More precisely, consider the system (S) $x^TA_1x=x^TA_2x=x^TA_3x=x^Tx-1=0$. If $x$ is a solution of (S), then a vector $h$ of the tangent space in $x$ of the set of all solutions satisfies: $h^TA_1x=h^TA_2x=h^TA_3x=h^Tx=0$. Then $h$ is orthogonal to the $3$ vectors $A_1x,A_2x,A_3x$ which, in the generic case, generate a vector space of dimension $3$. then $h$ and $x$ are parallel vectors. Finally, the condition $h^Tx=0$ implies that $h=0$; we conclude that $x$ is an isolated solution and cannot, in the generic case, satisfies the last equation $x^TA_4x=0$ (otherwise $A_4$ would depend on $x$).

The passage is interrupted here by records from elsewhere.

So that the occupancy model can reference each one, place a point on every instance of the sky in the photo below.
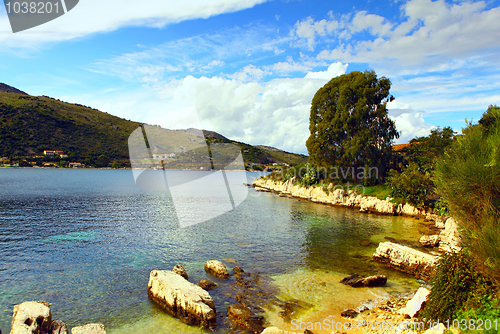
(249, 69)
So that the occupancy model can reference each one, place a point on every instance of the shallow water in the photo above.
(86, 240)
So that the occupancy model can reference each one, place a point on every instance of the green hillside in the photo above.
(29, 125)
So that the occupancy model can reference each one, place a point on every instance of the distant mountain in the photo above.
(10, 89)
(31, 124)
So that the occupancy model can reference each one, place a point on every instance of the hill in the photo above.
(31, 124)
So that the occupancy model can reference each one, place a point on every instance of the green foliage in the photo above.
(426, 150)
(456, 285)
(468, 178)
(410, 184)
(309, 177)
(488, 311)
(349, 124)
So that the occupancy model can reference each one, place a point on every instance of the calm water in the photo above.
(86, 240)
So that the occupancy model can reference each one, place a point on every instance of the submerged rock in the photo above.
(31, 317)
(58, 327)
(207, 284)
(406, 259)
(181, 298)
(89, 329)
(178, 269)
(216, 268)
(429, 240)
(357, 281)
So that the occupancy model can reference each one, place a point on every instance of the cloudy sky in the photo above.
(248, 69)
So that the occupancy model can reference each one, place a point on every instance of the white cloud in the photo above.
(334, 70)
(94, 16)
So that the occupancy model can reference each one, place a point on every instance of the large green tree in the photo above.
(349, 122)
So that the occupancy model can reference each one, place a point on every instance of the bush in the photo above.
(456, 285)
(410, 184)
(487, 314)
(468, 178)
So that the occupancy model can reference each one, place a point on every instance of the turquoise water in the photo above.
(85, 240)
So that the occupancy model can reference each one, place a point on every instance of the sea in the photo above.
(85, 240)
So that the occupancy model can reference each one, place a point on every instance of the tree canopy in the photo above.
(349, 123)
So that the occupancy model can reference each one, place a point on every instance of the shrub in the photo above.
(410, 184)
(456, 285)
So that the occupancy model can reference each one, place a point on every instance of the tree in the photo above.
(349, 124)
(468, 178)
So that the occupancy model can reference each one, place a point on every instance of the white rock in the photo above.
(89, 329)
(181, 298)
(414, 304)
(31, 317)
(406, 259)
(216, 268)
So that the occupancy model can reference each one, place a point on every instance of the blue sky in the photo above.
(248, 69)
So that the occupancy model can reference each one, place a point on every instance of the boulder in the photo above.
(406, 259)
(178, 269)
(450, 237)
(244, 318)
(216, 268)
(237, 270)
(207, 284)
(350, 313)
(181, 298)
(415, 304)
(58, 327)
(357, 281)
(429, 240)
(31, 317)
(89, 329)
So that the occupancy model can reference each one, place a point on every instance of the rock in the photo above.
(181, 298)
(436, 329)
(414, 304)
(450, 238)
(406, 259)
(216, 268)
(31, 317)
(276, 330)
(207, 284)
(350, 313)
(244, 318)
(58, 327)
(89, 329)
(178, 269)
(429, 240)
(357, 281)
(237, 270)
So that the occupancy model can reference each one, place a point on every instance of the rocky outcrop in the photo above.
(337, 197)
(449, 237)
(59, 327)
(406, 259)
(415, 304)
(89, 329)
(179, 270)
(207, 284)
(357, 281)
(181, 298)
(429, 240)
(216, 268)
(31, 317)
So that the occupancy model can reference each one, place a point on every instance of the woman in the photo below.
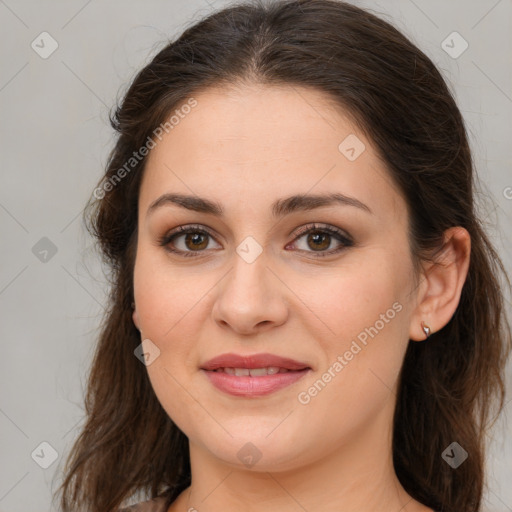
(306, 313)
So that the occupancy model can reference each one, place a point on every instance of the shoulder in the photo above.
(153, 505)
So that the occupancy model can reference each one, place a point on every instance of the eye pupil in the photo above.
(196, 239)
(318, 237)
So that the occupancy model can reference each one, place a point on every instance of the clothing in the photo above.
(154, 505)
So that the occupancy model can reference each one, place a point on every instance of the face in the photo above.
(327, 284)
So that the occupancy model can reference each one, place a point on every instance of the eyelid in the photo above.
(343, 237)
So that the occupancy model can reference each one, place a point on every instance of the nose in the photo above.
(251, 298)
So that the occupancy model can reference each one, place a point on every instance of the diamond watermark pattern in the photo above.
(351, 147)
(454, 45)
(249, 249)
(147, 352)
(44, 455)
(44, 45)
(454, 455)
(44, 250)
(249, 454)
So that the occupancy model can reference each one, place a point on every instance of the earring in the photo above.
(426, 329)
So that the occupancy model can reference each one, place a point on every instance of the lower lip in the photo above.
(253, 386)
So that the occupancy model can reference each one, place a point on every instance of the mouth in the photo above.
(253, 376)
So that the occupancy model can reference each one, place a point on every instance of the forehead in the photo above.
(266, 142)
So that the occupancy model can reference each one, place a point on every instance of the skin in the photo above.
(245, 148)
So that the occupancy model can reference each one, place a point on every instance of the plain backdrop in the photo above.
(55, 138)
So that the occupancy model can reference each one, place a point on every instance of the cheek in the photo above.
(365, 310)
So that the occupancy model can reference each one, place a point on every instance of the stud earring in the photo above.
(426, 329)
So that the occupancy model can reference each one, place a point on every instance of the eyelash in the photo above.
(166, 239)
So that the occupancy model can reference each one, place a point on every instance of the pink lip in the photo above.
(249, 386)
(253, 386)
(253, 361)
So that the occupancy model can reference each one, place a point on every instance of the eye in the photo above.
(319, 238)
(196, 240)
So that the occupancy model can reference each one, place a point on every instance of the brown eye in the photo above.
(319, 238)
(186, 240)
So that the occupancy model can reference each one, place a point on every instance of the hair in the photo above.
(451, 388)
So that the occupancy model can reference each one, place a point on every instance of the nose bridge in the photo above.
(250, 295)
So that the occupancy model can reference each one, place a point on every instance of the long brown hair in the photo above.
(451, 388)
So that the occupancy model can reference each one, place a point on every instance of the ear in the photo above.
(442, 282)
(135, 319)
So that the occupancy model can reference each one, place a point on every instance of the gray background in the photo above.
(55, 138)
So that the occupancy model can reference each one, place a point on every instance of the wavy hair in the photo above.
(451, 388)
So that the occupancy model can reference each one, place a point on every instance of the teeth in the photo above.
(253, 372)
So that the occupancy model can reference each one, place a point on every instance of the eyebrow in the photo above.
(280, 208)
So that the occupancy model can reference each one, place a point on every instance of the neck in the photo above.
(358, 475)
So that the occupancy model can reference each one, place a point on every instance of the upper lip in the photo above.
(252, 361)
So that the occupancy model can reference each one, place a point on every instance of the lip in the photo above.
(252, 361)
(249, 386)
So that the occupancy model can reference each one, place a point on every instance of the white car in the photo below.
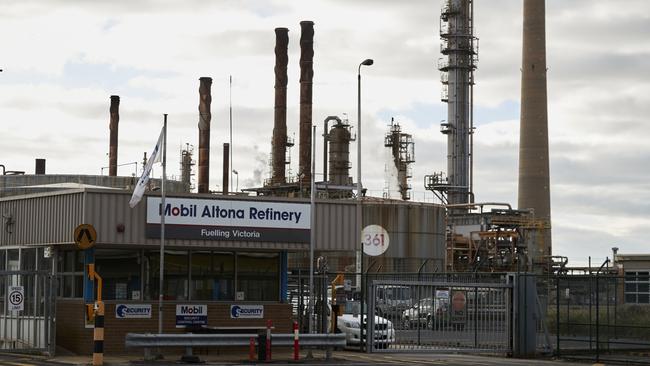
(384, 333)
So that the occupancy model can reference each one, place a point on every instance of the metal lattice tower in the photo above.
(403, 152)
(460, 47)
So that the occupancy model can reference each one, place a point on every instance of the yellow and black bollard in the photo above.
(98, 335)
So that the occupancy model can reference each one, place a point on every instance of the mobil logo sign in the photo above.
(191, 315)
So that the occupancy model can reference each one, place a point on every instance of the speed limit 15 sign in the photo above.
(16, 296)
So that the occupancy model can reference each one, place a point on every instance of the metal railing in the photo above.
(441, 313)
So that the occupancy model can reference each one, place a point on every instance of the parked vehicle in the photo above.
(392, 300)
(350, 324)
(431, 313)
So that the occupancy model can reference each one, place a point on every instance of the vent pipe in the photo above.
(226, 167)
(205, 99)
(534, 182)
(113, 124)
(306, 82)
(325, 140)
(279, 143)
(40, 166)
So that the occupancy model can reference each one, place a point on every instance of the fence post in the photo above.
(269, 324)
(557, 315)
(597, 319)
(296, 344)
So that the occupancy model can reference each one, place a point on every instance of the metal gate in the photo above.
(27, 312)
(439, 314)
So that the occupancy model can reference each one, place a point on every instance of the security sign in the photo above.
(16, 298)
(85, 236)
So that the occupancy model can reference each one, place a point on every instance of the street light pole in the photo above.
(366, 62)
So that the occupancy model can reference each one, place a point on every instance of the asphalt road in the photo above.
(341, 357)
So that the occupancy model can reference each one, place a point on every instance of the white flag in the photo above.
(155, 157)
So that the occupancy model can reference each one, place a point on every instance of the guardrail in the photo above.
(189, 340)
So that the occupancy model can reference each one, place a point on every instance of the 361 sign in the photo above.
(375, 240)
(16, 298)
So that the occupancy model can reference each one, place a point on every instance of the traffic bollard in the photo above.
(269, 324)
(98, 335)
(251, 350)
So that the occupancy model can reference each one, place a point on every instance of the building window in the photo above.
(213, 275)
(637, 287)
(70, 270)
(258, 276)
(120, 271)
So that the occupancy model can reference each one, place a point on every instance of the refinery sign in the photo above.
(188, 218)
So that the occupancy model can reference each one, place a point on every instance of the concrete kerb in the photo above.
(222, 358)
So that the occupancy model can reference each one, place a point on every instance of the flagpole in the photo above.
(162, 227)
(231, 147)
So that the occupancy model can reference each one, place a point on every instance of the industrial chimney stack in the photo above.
(279, 144)
(306, 81)
(534, 192)
(205, 99)
(113, 124)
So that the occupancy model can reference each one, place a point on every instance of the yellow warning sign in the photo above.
(85, 236)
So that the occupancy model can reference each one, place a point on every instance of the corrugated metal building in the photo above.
(217, 273)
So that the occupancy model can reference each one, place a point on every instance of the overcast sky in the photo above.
(62, 60)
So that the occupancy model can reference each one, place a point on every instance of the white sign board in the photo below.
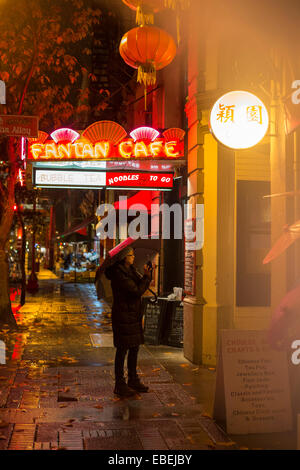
(2, 92)
(239, 120)
(252, 385)
(71, 178)
(2, 352)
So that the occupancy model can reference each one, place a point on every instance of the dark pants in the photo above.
(131, 362)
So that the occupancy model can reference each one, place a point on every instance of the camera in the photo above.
(149, 265)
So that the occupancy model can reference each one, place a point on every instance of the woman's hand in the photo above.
(148, 270)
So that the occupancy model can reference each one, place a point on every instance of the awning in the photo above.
(142, 197)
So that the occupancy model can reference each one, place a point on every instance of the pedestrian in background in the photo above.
(127, 287)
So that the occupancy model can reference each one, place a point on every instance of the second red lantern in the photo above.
(147, 48)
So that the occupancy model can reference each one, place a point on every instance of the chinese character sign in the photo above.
(239, 120)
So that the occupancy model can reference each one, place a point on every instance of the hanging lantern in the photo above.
(145, 9)
(148, 49)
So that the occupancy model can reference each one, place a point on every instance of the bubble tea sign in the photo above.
(239, 120)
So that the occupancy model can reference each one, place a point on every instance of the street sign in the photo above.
(19, 126)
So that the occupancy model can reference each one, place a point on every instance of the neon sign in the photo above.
(99, 179)
(239, 120)
(96, 146)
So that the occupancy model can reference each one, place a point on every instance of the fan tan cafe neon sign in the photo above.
(106, 140)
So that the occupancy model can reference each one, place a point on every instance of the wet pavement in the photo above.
(56, 388)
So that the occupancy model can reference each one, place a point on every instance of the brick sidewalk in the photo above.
(57, 388)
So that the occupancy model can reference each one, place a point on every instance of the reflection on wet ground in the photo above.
(56, 388)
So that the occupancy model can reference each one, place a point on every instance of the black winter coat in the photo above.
(127, 288)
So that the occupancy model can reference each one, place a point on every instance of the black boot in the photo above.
(135, 384)
(122, 390)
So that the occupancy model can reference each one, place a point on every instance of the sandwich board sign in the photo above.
(252, 384)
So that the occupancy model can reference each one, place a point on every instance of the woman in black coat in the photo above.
(128, 288)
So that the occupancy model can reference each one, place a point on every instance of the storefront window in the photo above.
(253, 279)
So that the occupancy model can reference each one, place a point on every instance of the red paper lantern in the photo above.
(147, 48)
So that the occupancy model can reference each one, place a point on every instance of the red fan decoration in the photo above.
(144, 133)
(41, 138)
(174, 133)
(64, 135)
(105, 130)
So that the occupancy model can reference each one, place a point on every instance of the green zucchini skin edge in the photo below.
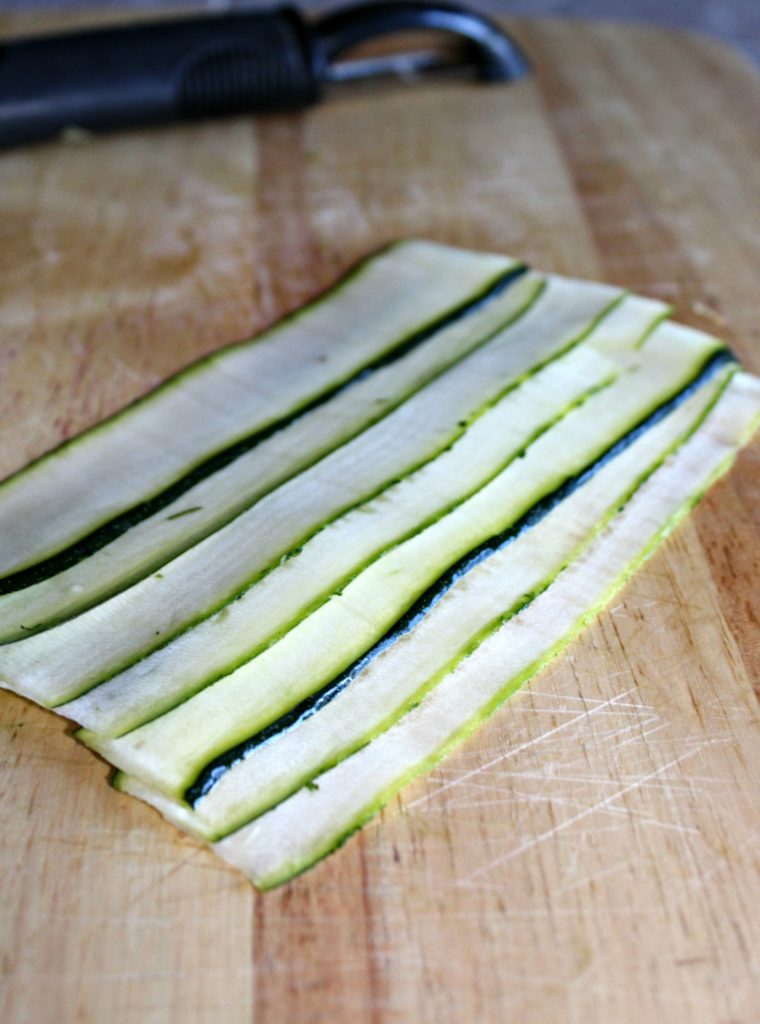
(113, 527)
(221, 764)
(697, 366)
(510, 687)
(165, 638)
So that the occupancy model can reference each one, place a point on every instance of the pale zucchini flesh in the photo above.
(170, 752)
(228, 395)
(61, 663)
(371, 525)
(348, 716)
(99, 570)
(313, 821)
(218, 644)
(336, 553)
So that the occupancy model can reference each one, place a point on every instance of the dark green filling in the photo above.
(216, 768)
(109, 531)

EDIT. There are no general formulae. Yet, if you know explicitly the matrice $(A_i)$, as in your example above, you can formally solve the system (S) $x^TA_1x=x^TA_2x=x^TA_3x=x^Tx-1=0$, using the Grobner basis theory (the software is included in Maple). You obtain all $16$ complex solutions in the form $P_{16}(x_1)=0,$for every $i>1, x_i=Q_i(x_1)$, where $P_{16}$ is an even polynomial of degree $16$ and the $(Q_i)$ are polynomial of degree $15$. It remains to keep the real solutions. You may assume $x_1>0$; then there are between $0$ and $8$ real solutions. Of course the effective calculation of the $(x_i)$ is impossible because $P_{16}$ is not solvable by radicals.

Answer 4

Writing the example as $$ \eqalign{a^2 + b^2 + c - \dfrac{395}{100} &= 0\cr a b + b c + c^2 - \dfrac{457}{100} &= 0\cr a c+b-\dfrac{263}{100} &= 0\cr}$$ and using Maple, I get the rational solution $$ a = \dfrac{11}{10},\ b = \dfrac{6}{5},\ c = \dfrac{13}{10} $$ as well as the more complicated $$ \eqalign{ a = &-{\frac {571155568\,{r}^{6}}{239293241139037}}-{\frac { 97836027296\,{r}^{5}}{5982331028475925}}+{\frac {6231586801884\,{r}^{4 }}{5982331028475925}}+{\frac {23593267878176\,{r}^{3}}{ 5982331028475925}}\cr &-{\frac {1202499156203509\,{r}^{2}}{5982331028475925 }}+{\frac {5383059078675992\,r}{5982331028475925}}+{\frac { 34070673499587139}{11964662056951850}}\cr b = & r/5\cr c = &-{\frac {4414166864\,{r }^{6}}{1196466205695185}}-{\frac {224758604064\,{r}^{5}}{ 5982331028475925}}+{\frac {8175883963396\,{r}^{4}}{5982331028475925}}+ {\frac {58329732068364\,{r}^{3}}{5982331028475925}}\cr & -{\frac { 1516933817840111\,{r}^{2}}{5982331028475925}}+{\frac {4604325789069518 \,r}{5982331028475925}}+{\frac {46730409611551821}{11964662056951850}} } $$ where $r$ is a root of the irreducible septic $$ 16\,{r}^{7}+176\,{r}^{6}-6188\,{r}^{5}-54928\,{r}^{4}+1095565\,{r}^{3} -1042350\,{r}^{2}-25308581\,r-29724296 $$ This has three real roots, approximately $-3.258533342, -1.369218643, 14.03972857$. Its Galois group is $S_7$, so no solutions in radicals.